“Membongkar Celah Penegakan Hukum yang Bisa Dinegosiasikan”
Pasuruan,Clickindonesiainfo.id - Pemusnahan barang kena cukai ilegal senilai Rp11,3 miliar oleh Bea Cukai Pasuruan seharusnya menjadi momen penting untuk menunjukkan keseriusan negara dalam menindak kejahatan ekonomi.
Namun yang terjadi justru sebaliknya: publik justru dibuat bingung karena tidak ada satu pun tersangka yang disebut, dan barang bukti yang dimusnahkan ternyata bukan berasal dari proses pidana.

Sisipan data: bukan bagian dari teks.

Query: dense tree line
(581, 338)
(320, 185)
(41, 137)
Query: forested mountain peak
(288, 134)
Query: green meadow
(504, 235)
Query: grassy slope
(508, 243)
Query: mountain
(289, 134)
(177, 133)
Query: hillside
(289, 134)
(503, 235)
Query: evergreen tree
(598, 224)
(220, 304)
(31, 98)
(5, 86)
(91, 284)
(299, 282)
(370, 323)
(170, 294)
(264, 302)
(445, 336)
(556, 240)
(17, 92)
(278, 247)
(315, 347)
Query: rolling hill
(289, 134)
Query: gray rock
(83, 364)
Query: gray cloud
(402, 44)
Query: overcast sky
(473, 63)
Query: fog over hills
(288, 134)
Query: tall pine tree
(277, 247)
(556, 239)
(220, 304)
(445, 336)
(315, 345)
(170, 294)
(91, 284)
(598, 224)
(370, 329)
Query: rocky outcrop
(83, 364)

Melalui klarifikasi tertulis yang diterima redaksi Click Indonesia Info, pihak Bea Cukai menyebut bahwa barang yang dimusnahkan pada 7 Mei 2025 merupakan hasil penindakan yang diselesaikan dengan mekanisme ultimum remidium—yakni pendekatan hukum yang lebih mengedepankan denda administratif ketimbang proses pidana.

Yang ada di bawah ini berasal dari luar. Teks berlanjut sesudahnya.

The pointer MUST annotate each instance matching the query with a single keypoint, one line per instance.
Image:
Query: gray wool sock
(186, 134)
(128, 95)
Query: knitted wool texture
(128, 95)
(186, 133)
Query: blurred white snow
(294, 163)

Masalahnya, pendekatan ini digunakan dalam kasus pelanggaran berat yang nilainya mencapai miliaran rupiah, dan dilakukan tanpa penjelasan mendalam kepada publik.
Pertanyaannya: apakah ultimum remidium ini benar-benar untuk mengefisienkan penegakan hukum, atau justru telah menjelma menjadi bisnis penyelesaian pelanggaran yang nyaman untuk pelaku dan merugikan negara secara diam-diam?
“Jika pelanggaran dengan nilai miliaran rupiah cukup ditebus dengan denda, maka kita sedang membuka pasar kompromi hukum. Negara kehilangan efek jera, dan pelaku hanya anggap ini sebagai ongkos risiko bisnis,” kata seorang Pengamat Kebijakan yang enggan disebutkan namanya.
Kritik makin tajam karena tidak ada kejelasan anggaran dalam kegiatan pemusnahan. Pertanyaan tentang biaya transportasi, pengamanan, hingga audit pemusnahan tidak dijawab sama sekali.
Transparansi yang menjadi semangat reformasi birokrasi seolah hilang di tengah tumpukan barang ilegal yang dibakar tanpa arah.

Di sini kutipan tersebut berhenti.